Krueger (1999) Experimental Estimates of Education Production Functions QJE 114 (2) : 497-532
Krueger (1999) estimated the effect of class sizes on student performance (test scores).
The author argued that most of the past studies are based on the value-added specification, thus showing a need to develop an appropriate model of student learning. To test this causal effect, the ideal experiment would be a random assignment of teachers and students in different class sizes across schools. At the end of each school year, student performance would be tested.
Identification strategy is that each school is required to have at least one of each class-size type (small, regular with aide, and regular without aide), and a random assignment of students within schools. The independence between class-size assignment and other variables is only valid within schools, because randomization was done within schools.
Krueger (1999) made several assumptions and deviated from the ideal experimental design:
Students were randomly reassigned between regular-size classes (with and without full-time aides) at the beginning of first grade, while students in small classes continued on in small classes, often with the same set of classmates (re-randomization).
Roughly 10% of students were switched between small and regular sized classes due to the behavioral problems or parental complaints (nonrandom transitions).
They addressed this problem, and the variability of class size for a given type of assignment, in some of the analysis that follows initial random assignment was used as an instrumental variable for actual class size. Furthermore, they addressed the limitation about students and their families relocation during the school year, .
Ashenfelter and Krueger (1994) Estimates of the Economic Return to Schooling from a New Sample of Twins AER 84(5): 1157-1173
Ashenfelter and krueger (1994) estimated the returns to schooling by contrasting the wage rates of identical twins with different schooling levels.
The ideal experiment would be a random assignment of subjects to different schooling levels so that all other differences are controlled, and the returns would be attributed to different schooling levels.
Ashenfelter and krueger (1994) controlled other unobservable factors by assuming that they would be identical for the twins to estimate the causal effects of schooling on wages.
Measurement errors that were not addressed in the past studies could be a threat to the identification. However, this study incorporates errors in the measurement of schooling. Schooling level of student may also be associated with the family factors such as twins who are raised by individual parents, thus having its effect on their wages.

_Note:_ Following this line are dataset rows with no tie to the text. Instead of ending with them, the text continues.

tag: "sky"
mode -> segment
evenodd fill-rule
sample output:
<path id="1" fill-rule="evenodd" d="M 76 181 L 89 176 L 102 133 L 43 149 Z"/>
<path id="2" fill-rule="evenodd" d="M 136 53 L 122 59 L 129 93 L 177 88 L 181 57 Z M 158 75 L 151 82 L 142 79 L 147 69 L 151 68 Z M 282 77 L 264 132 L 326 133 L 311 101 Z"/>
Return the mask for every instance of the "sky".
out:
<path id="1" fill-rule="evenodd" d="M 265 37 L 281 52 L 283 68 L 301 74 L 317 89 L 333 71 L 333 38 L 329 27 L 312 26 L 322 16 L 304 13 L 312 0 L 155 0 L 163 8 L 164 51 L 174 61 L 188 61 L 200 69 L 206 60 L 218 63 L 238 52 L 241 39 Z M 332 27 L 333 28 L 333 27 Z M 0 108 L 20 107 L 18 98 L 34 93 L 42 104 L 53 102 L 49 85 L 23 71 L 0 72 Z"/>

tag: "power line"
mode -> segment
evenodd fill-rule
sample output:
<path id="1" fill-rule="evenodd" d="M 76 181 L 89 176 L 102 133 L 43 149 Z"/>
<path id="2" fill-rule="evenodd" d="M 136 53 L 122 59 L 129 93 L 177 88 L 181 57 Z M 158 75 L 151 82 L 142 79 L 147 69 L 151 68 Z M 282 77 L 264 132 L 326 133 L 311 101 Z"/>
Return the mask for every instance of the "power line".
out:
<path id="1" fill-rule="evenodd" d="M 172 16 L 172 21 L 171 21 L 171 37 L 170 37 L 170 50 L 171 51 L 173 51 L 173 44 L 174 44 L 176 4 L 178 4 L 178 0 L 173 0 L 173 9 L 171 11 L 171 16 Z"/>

# Load STATA file using the foreign package, make table using stargazer package, and melt data using reshape package
library(foreign)
library(stargazer)
library(reshape)
# Import dta data
my_data <- read.dta("AshenfelterKrueger1994_twins.dta")
head(my_data)
## famid age educ1 educ2 lwage1 lwage2 male1 male2 white1 white2
## 1 1 33.25120 16 16 2.161021 2.420368 0 0 1 1
## 2 2 43.57016 12 19 2.169054 2.890372 0 0 1 1
## 3 3 30.96783 12 12 2.791778 2.803360 1 1 1 1
## 4 4 34.63381 14 14 2.824351 2.263366 1 1 1 1
## 5 5 34.97878 15 13 2.032088 3.555348 0 0 1 1
## 6 6 29.33881 14 12 2.708050 2.484907 1 1 1 1
# Create difference variable for lwage and education
my_data$wage_diff <- my_data$lwage1 - my_data$lwage2
my_data$educ_diff <- my_data$educ1 - my_data$educ2
# Run the first difference model
mod <- lm(wage_diff ~ educ_diff, data = my_data)
# Create a table with stargazer package
stargazer(mod, type = "text", title = "TABLE 3", align = TRUE, keep.stat = c("n","rsq"),
dep.var.labels = c("First difference"), covariate.labels = c("Own education"),
omit = c("Constant")) # Display sample size and R-squared and remove constant
##
## TABLE 3
## =========================================
## Dependent variable:
## ---------------------------
## First difference
## -----------------------------------------
## Own education 0.092***
## (0.024)
##
## -----------------------------------------
## Observations 149
## R2 0.092
## =========================================
## Note: *p<0.1; **p<0.05; ***p<0.01
Interpretation: The result shows that \(\hat{\beta} = 0.092\), which means wage increases by 9.2% when the schooling level increases by 1 year and is statistically significant at 1% significance level.
# reshape the data (make it long using melt command from the reshape package)
wage <- melt(cbind(my_data$lwage1, my_data$lwage2))
educ <- melt(cbind(my_data$educ1, my_data$educ2))
male <- melt(cbind(my_data$malew, my_data$male2))
white <- melt(cbind(my_data$white1, my_data$white2))
age <- melt(cbind(my_data$age, my_data$age))
# create a new dataset by combining these variables and make it a data frame
my_newdata <- data.frame(cbind(wage[,3], educ[,3], male[,3], white[,3], age[,3]))
# Give variable names to the data frame
colnames(my_newdata) <- c("wage", "educ", "male", "white", "age")
# Then, create new variable age squared
my_newdata$agesq <- ((my_newdata$age)^2) / 100
# Run the model for this new dataset
mod1 <- lm(wage ~ educ + male + white + age + agesq, data=my_newdata)
# Create a table with stargazer package
stargazer(mod1, type = "text", title = "TABLE 3", align = TRUE, keep.stat = c("n","rsq"),
dep.var.labels = c("OLS"),
covariate.labels = c("Own education", "Male", "White", "Age", "Age squared / 100"),
omit = c("Constant")) # Display sample size and R-squared and remove constant
##
## TABLE 3
## =============================================
## Dependent variable:
## ---------------------------
## OLS
## ---------------------------------------------
## Own education 0.084***
## (0.014)
##
## Male 0.204***
## (0.063)
##
## White -0.410***
## (0.127)
##
## Age 0.088***
## (0.019)
##
## Age squared / 100 -0.087***
## (0.023)
##
## ---------------------------------------------
## Observations 298
## R2 0.272
## =============================================
## Note: *p<0.1; **p<0.05; ***p<0.01
Coefficient on education:
The result shows that the coefficient on education is 0.084, which means wage increases by 8.4% on average when the schooling level increases by 1 year and is statistically significant at 1% significance level.
Coefficient on other control variables:
The coefficient on male is 0.204, which means wage of male twins is 22.63% higher than the female on average and is statistically significant at 1% significance level.
The coefficient on white is -0.410, which means wage of white twins is 33.63% lower than non-white and is statistically significant at 1% significance level.
The coefficient on age is 0.088 and the coefficient on agesq is -0.087. So, the marginal effect of age on wage is 100(0.088) + 2(-0.087)age. This mean at age 40, wage increases by 1.84% for an additional year and is statistically significant at 1% significance level.